With his party leaders opposing the move, Rashtriya Janata Dal chief Laloo Prasad Yadav’s plans to anoint his daughter Misa Bharati as his political heir have reportedly received a setback. It may be safely presumed, though, that the setback is only a temporary one. Laloo’s writ has always been his partymen’s command. And in spite of reports of increasing dissidence within, of one Ranjan Yadav being propped up as dissident-in-chief and, yes, even despite the show of resistance to Misa, there is not enough reason yet to accuse the RJD of stirrings of democracy. In all likelihood, the coming year will witness the arrival of the Yadav family’s eldest daughter as Leader, all partymen’s objections notwithstanding. If all goes according to plan, Misa Bharati will inherit Bihar from her father, just the way her mother did before her.
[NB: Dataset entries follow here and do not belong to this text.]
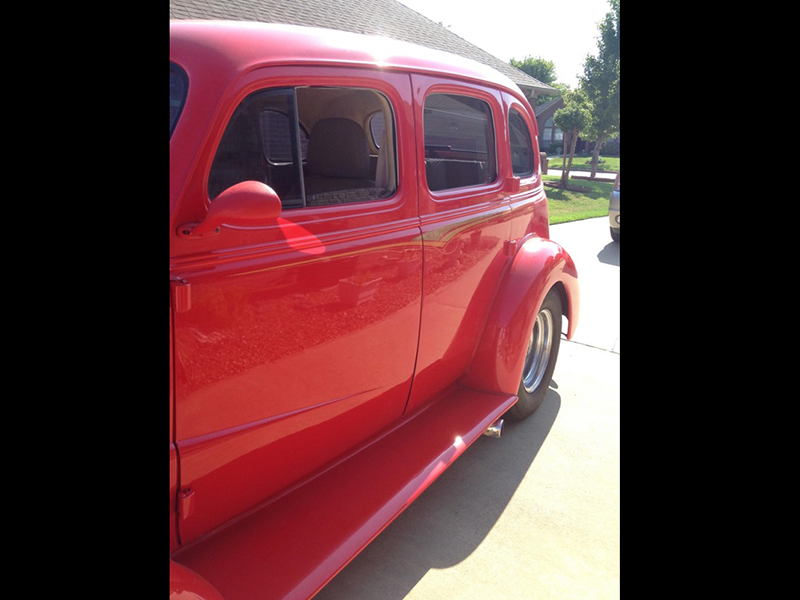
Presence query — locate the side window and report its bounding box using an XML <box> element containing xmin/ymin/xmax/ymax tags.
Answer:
<box><xmin>508</xmin><ymin>108</ymin><xmax>533</xmax><ymax>177</ymax></box>
<box><xmin>169</xmin><ymin>63</ymin><xmax>187</xmax><ymax>137</ymax></box>
<box><xmin>423</xmin><ymin>94</ymin><xmax>497</xmax><ymax>191</ymax></box>
<box><xmin>369</xmin><ymin>112</ymin><xmax>386</xmax><ymax>148</ymax></box>
<box><xmin>208</xmin><ymin>87</ymin><xmax>397</xmax><ymax>208</ymax></box>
Politician Misa is poised to join an old and growing band of Political Progeny. In the younger generation, there is Omar Abdullah s/o Farooq Abdullah, Stalin s/o Karunanidhi, Akhilesh Singh Yadav s/o Mulayam Singh Yadav… among others. Waiting in the wings in the new year are, notably, Priyanka Gandhi and Feroze Varun Gandhi who, needless to say, need no introduction. Intriguingly, while the Congress is constantly reviled for nurturing and subsisting on the politics of dynasty, other smaller parties guilty on the same count are usually let off much more lightly. It is true that India’s oldest party shows no signs of growing up and going beyond the Nehru-Gandhi family. But the fact also is that most of the outfits which were born of an avowed anti-Congressism have only ended up mimicking the Congress. These parties, like Laloo’s RJD, claim to address themselves to regional aspirations, they hold aloft the banner of social justice. To a large extent, they are seen to be part of a process of deepeningdemocracy. It is surely a piquant irony that the cause of democracy should be seen to be furthered by parties that have completely failed to institutionalise the democratic temper within. Parties that are ruled, no questions asked, by the imperious diktat of supremos who inevitably hand down to their kin their mantle and their fief.
On second thoughts, though, maybe the new year will be different from the old. Maybe there is hope, after all, in the resistance shown by RJD leaders to Laloo’s manoeuvres to foist Misa as leader. Maybe RJD leaders will continue to see Laloo Prasad Yadav’s attempts to catapult Misa to the top slot as an insult to their experience and acumen. Maybe Misa Bharati will have no easy ride to power. Just maybe, Laloo Prasad Yadav’s daughter will have to earn her political spurs before she can hope to be accepted as leader in her party. Or before she is voted for by the people of Bihar.